What is the role of a bootloader, and why do you need one? Couldn't you just load the operating system kernel directly instead?
Overview
The bootloader is the first piece of code you can control running on your system, and the second piece of code that runs after reset. It is responsible for overseeing the tasks needed for the rest of the system to become functional. Due to its position in the boot process, it may have the only level of privilege appropriate for handling firmware updates. In some cases, it may also be combined with the operating system kernel.
Initialize DRAM
One of the most important roles for a bootloader on modern platforms is DRAM initialization. In my previous post, I mentioned that on new systems, the bootloader is often executed from SRAM, and therefore responsible for enabling DRAM. This approach is significantly more flexible for the developer, but at the cost of it now being required to implement.
Because the BootROM is no longer responsible for enabling DRAM, it is possible to make design choices such as encoding a number of possible timings into the bootloader's software, and then reading a small number of hardware configuration GPIOs or fuses to determine which timings to use.
However, this comes with the drawback that the bootloader must fit into SRAM, and 128K may not always be enough to fit all of the boot logic. In that case, a second stage can be loaded into DRAM once it is initialized, with access to all of system memory instead of just the narrow SRAM window.
Initialize secure monitor
The initialization of the secure monitor should be done early in the boot process. This is because the operating system will depend on the secure monitor firmware for power management, and the secure monitor binary needs to occupy a specific region in physical memory.

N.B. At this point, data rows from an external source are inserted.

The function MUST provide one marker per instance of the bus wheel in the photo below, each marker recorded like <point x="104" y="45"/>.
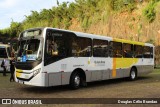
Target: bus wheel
<point x="75" y="81"/>
<point x="133" y="74"/>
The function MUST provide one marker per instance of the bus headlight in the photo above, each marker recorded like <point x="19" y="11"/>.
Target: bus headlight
<point x="35" y="72"/>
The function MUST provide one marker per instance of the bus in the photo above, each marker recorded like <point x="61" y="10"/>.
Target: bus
<point x="5" y="53"/>
<point x="50" y="57"/>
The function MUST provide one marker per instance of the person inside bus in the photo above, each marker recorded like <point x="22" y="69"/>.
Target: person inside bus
<point x="54" y="48"/>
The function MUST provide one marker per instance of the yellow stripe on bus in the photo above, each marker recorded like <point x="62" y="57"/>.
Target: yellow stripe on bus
<point x="122" y="63"/>
<point x="114" y="68"/>
<point x="18" y="72"/>
<point x="128" y="41"/>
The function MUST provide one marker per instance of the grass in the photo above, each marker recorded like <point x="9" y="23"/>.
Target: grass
<point x="147" y="86"/>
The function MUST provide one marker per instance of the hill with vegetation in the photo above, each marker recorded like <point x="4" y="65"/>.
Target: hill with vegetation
<point x="128" y="19"/>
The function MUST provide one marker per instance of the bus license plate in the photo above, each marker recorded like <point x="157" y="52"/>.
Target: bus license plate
<point x="20" y="81"/>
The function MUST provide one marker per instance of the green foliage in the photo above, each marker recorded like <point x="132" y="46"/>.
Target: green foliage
<point x="149" y="11"/>
<point x="87" y="12"/>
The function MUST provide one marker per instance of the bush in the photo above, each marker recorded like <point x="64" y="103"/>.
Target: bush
<point x="149" y="12"/>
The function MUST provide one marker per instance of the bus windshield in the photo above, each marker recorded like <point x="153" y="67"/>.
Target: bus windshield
<point x="29" y="50"/>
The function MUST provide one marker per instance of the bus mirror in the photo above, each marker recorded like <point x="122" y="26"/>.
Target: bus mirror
<point x="29" y="51"/>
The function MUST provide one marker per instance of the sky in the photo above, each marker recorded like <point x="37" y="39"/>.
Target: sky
<point x="17" y="9"/>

The BootROM starts at the secure monitor privilege level, and installs its own call vectors to allow loading a new image. Enabling the secure monitor requires the bootloader to load code into a specific region in memory, and then execute a call back into the BootROM to replace the secure monitor. The new code will then run and return back into the bootloader, where the boot process can proceed as normal.
Firmware update and anti-rollback
The bootloader is likely to be involved in device firmware updates. Though userspace updates are preferred for file contents, it is common to add a mode to the bootloader to update a system, often over a USB device port. Such code must be handled with extreme care, as USB is a common source of vulnerabilities, on top of the requirement of verifying the update binary itself.
The bootloader itself may blow an anti-rollback fuse when it is updated. When loading itself, it may check the anti-rollback fuses to ensure only the correct number have been blown, and check the operating system during verification to ensure only the correct version of the operating system is being loaded.
For systems which use a redundant partitioning scheme, the bootloader is also responsible for handling switching between the redundant partitions, as well as automatic rollback on repeated boot failures.
Decompress the kernel
Even if you kernel image is small enough that you can read it from storage reasonably quickly, you should consider compressing the kernel with an algorithm like LZ4. This will give a speed boost on all but the highest-performance storage.
The way this is typically done is:
- Finalized kernel image is generated by linker script
- Loader stub written in C/assembly is the first part of the kernel that runs, filled at link time with the relative offset and size of the kernel attached to it
- Loader stub decompresses the kernel into memory. For LZ4, this is an approximately 50-line algorithm.
Load the device tree and initial processes
The device tree will most likely be passed to the kernel by the bootloader and will describe specific functions of the system. The kernel should keep this mapped in memory and accessible to driver processes.
It is possible to have the kernel initialize storage and filesystem access by itself to load the initial processes. However, it is more robust if all filesystem management occurs in userspace driver processes. The best way to do this is to have the bootloader pass a bundle of initial process binaries as well - Linux calls this strategy initramfs.
Chain of trust
Assuming the BootROM has already cryptographically validated the bootloader, and the bootloader has validated the bundle of (kernel, device tree, initial processes), then the chain of trust is still intact at this point. To maintain it, the integrity of each loaded process must be verified. One possible design that respects the chain of trust is to delegate a specific process to be the "process loader" for the system - it calls into the filesystem to read the process binary, verifies the header signature, and only then can it create the process.
Cryptography-free kernel
For security purposes, it is recommended to keep the kernel as small as possible. This means that you should generally avoid extraneous functions like drivers and cryptography. Tasks like non-cryptographic random number generation can be accomplished with strategies like a Mersenne Twister updated with timing information from started processes. Applications which require cryptographically random numbers should have their own system to generate them, which might rely on other processes like drivers.
Other security considerations
Data verification can often be just as, or more important, than process verification. It is important to design your filesystem driver to validate the integrity of files as well as their authenticity.
Avoid system call designs that imitate functionality like fork. This functionality may seem attractive, but in practice it results in complicated copy-on-write code, and causes pathological system behavior that affect system availability and make swap mandatory for sane reclamation (suppose a process which is currently consuming all memory forks).
When your bootloader is the operating system
In this case, the BootROM will an uncompressed version of the bootloader directly into DRAM or SRAM. This provides the fastest possible startup time, but can be very limiting due to the small loadable area. Use this strategy only when boot performance is the most important aspect of the system.